Les parties ont été avisées à l’issue des débats que l’arrêt serait prononcé par sa mise à disposition au greffe
GREFFIER LORS DES DÉBATS :Fabienne Dufossé
COMPOSITION DE LA COUR LORS DU DÉLIBÉRÉ
Cécile Mamelin, président de chambre
Sylvie Colliere, président de chambre
Isabelle Facon, conseiller
ARRÊT CONTRADICTOIRE prononcé publiquement par mise à disposition au greffe le 03 avril 2025 (date indiquée à l’issue des débats) et signé par Cécile Mamelin, président et Fabienne Dufossé, greffier, auquel la minute a été remise par le magistrat signataire.

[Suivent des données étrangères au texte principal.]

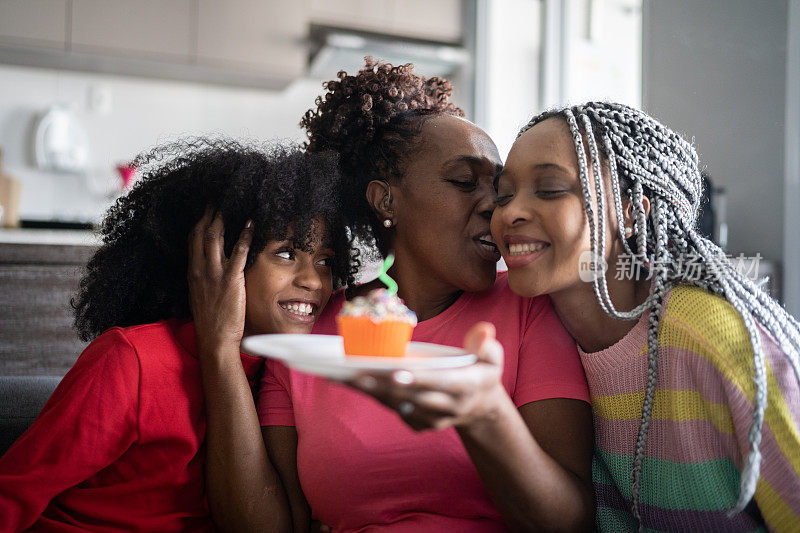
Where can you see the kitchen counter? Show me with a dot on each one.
(49, 236)
(45, 246)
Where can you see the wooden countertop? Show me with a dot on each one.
(47, 246)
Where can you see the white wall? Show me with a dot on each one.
(143, 113)
(717, 71)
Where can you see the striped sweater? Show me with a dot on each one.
(701, 416)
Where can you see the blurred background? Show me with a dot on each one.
(85, 85)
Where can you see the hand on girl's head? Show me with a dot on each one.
(216, 283)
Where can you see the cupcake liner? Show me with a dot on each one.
(362, 336)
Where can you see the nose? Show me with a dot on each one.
(511, 213)
(486, 204)
(307, 276)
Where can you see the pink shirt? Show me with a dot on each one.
(362, 468)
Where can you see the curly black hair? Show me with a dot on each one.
(138, 275)
(372, 119)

ORDONNANCE DE CLÔTURE DU : 11 octobre 2024
****
Par acte sous seing privé du 25 novembre 2013, la SA D’HLM MAISONS & CITES a donné à bail à Mme [X] [M] un local à usage d’habitation situé [Adresse 4] à [Localité 6] moyennant un loyer mensuel de 482.26 euros, charges incluses.
Par acte du 18 janvier 2023, la SA D’HLM MAISONS & CITES a fait signifier à Mme [X] [M] un commandement de payer visant la clause résolutoire prévue au contrat aux fins d’obtenir le paiement des loyers et charges impayés pour un montant de 562,42 euros, dû au 11 janvier 2023.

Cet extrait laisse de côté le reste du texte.